The race course Saslong

The race course Saslong

Each year before Christmas, the Ski fans from all over the world turn their attention to the Saslong in Val Gardena/Gröden in South Tyrol, Italy.

 This is one of the longest racing courses in the world, considered a spectator magnet for international ski fans and a thought leader in the area of safety on the course. The Saslong was built in 1969 and is valued as one of the Ski World Cup's most modern slopes.

Fast, spectacular, famous - the Saslong downhill in Gardena/Gröden is named after the Ladin word of the nearby 3,181 meter high mountain Saslong -  is one of the most impressive World Cup downhills.

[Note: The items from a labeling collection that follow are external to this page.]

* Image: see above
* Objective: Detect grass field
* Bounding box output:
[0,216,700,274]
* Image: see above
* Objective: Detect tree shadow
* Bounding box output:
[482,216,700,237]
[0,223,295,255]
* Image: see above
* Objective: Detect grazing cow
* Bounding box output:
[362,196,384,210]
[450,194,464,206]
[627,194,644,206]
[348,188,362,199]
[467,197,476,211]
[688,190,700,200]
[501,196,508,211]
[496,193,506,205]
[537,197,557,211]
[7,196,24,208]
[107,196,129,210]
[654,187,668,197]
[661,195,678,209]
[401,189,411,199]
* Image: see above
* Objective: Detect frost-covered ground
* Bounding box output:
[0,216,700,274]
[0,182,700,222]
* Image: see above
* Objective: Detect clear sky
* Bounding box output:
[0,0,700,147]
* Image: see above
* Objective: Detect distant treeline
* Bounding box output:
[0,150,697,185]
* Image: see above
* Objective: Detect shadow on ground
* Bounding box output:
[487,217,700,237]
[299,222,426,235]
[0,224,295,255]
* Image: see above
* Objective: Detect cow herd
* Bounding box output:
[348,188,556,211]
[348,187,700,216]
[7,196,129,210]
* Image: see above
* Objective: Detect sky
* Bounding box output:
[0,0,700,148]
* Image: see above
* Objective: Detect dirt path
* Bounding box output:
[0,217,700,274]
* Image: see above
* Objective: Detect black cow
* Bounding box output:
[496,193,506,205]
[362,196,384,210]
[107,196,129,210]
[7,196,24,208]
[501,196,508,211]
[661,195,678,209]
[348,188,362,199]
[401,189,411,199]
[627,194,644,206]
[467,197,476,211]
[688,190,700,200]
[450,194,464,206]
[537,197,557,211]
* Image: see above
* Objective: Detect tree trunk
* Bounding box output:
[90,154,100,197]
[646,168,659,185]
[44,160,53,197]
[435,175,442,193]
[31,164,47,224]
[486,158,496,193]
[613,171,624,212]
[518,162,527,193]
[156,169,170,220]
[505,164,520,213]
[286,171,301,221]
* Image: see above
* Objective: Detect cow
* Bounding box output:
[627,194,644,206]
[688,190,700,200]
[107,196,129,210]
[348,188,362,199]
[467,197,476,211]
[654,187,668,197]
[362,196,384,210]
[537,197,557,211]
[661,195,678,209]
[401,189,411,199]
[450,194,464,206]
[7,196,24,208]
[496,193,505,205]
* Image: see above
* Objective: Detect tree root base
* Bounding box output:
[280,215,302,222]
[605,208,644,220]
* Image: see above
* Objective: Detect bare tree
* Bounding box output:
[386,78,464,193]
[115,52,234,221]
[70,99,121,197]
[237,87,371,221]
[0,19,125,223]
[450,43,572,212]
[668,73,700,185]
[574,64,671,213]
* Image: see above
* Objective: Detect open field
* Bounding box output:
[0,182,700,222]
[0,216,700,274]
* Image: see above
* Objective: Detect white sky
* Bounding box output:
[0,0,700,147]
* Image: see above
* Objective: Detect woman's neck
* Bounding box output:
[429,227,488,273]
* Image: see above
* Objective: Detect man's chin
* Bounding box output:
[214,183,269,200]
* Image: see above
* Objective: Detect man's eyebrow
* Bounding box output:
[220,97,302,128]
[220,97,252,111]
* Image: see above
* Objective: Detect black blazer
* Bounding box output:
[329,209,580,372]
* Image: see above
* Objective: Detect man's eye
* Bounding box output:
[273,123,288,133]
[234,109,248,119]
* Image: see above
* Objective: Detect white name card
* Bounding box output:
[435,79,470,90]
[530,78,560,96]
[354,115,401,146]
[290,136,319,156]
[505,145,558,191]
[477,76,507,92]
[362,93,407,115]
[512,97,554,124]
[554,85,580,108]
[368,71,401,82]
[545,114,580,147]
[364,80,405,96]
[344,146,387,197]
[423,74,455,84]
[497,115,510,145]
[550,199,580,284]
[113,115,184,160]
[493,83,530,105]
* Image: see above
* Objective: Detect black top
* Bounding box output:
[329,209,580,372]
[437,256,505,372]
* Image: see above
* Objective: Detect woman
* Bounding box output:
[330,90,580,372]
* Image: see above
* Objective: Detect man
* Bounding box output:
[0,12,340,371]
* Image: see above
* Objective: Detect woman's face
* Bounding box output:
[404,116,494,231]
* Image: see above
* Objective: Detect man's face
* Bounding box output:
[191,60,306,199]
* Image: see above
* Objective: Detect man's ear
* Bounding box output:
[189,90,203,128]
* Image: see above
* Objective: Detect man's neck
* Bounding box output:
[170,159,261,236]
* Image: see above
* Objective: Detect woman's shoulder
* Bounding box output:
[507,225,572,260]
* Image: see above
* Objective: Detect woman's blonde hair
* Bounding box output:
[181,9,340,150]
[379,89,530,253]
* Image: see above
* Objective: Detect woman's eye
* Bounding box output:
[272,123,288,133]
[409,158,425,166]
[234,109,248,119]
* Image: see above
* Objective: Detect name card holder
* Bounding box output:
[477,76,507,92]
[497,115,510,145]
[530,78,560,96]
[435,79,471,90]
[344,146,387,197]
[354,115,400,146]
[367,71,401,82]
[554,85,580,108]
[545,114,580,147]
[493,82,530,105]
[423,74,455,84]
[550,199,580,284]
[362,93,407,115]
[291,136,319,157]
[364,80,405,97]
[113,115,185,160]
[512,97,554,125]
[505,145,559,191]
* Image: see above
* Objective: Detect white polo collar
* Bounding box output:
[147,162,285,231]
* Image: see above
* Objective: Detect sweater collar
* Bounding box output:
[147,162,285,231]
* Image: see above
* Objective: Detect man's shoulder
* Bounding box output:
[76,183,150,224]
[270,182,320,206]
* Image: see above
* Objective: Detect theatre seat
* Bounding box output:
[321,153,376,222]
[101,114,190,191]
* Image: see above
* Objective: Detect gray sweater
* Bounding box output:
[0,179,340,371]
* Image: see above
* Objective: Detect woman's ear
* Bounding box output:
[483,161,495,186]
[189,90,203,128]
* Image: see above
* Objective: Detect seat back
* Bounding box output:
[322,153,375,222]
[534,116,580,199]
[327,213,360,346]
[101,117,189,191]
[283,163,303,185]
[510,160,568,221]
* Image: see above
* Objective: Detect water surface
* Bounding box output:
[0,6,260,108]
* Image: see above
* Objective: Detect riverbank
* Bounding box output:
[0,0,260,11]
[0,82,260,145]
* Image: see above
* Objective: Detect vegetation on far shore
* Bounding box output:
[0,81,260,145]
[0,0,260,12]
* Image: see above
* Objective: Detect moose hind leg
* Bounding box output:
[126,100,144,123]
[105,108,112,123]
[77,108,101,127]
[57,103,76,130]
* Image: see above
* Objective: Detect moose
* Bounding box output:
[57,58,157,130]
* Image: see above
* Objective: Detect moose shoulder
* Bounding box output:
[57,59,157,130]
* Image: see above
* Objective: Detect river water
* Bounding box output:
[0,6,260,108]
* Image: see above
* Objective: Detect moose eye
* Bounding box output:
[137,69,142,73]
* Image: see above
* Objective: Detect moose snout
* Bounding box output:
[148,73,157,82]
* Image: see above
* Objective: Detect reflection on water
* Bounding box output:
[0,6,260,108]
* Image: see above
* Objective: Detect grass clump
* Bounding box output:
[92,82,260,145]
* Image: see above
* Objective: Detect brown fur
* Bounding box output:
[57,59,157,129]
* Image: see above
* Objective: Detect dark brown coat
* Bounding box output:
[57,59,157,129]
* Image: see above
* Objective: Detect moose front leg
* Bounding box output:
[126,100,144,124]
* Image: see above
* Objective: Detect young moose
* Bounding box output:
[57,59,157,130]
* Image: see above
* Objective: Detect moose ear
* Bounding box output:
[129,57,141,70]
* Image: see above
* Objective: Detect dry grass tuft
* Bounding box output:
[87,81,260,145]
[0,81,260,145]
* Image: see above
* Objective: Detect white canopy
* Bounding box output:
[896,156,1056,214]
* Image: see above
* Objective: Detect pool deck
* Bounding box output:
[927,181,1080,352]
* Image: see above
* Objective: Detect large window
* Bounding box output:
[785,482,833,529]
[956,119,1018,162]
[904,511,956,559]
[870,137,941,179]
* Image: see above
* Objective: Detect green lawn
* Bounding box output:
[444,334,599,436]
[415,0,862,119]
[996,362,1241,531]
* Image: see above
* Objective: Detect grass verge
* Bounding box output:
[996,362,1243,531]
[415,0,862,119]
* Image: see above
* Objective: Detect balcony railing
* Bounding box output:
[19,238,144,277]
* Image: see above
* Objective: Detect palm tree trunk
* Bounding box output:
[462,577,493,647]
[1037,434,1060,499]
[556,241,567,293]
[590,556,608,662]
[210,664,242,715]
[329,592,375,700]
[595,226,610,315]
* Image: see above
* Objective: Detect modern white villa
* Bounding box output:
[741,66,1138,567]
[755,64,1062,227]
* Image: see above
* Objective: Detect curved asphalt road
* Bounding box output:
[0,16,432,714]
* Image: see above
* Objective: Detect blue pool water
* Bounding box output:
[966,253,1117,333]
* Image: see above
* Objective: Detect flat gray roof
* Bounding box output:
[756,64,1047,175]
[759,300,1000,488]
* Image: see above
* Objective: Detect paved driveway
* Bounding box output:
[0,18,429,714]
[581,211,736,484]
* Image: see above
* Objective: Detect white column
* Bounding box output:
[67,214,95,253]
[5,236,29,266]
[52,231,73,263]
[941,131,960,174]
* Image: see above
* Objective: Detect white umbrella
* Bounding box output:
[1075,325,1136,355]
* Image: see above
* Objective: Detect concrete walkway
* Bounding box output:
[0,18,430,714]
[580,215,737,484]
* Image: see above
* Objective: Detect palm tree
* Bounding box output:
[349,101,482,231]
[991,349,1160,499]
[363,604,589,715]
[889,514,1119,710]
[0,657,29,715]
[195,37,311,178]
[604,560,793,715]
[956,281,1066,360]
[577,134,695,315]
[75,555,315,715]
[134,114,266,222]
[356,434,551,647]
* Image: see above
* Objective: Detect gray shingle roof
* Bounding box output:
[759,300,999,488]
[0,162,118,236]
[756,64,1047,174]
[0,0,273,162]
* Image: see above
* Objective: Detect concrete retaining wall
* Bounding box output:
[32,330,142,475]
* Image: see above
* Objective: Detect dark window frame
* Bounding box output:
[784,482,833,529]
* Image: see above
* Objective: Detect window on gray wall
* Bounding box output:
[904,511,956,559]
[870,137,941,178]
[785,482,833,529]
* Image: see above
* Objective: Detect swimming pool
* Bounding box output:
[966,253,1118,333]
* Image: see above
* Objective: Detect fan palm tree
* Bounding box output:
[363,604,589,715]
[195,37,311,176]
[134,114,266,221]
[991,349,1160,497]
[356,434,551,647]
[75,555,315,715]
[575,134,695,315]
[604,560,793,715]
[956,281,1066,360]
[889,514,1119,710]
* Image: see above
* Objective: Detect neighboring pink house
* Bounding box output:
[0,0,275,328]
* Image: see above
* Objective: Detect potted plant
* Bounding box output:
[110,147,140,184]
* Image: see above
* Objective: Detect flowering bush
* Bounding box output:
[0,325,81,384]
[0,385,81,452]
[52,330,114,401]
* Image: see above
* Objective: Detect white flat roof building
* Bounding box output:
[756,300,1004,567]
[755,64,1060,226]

Many fans from all of the world pay homage to this course each year to admire racing top athletes who give their very best to conquer this second longest course in the world. It is filled with jumps, bumps and gliding passages which can only be mastered by the true all-round talents competing.

Not that withstanding, there have been several surprise winners on the course in the past. Swiss athlete Bernhard Russi won the sensational World Championship downhill in 1970: "It was the most emotionally charged moment in my sport's life. It was totally unexpected, as I went to the start as a newcomer." The Saslong is viewed as one of the longest and fastest slopes in the world with nine jumps and 17 extended bumps.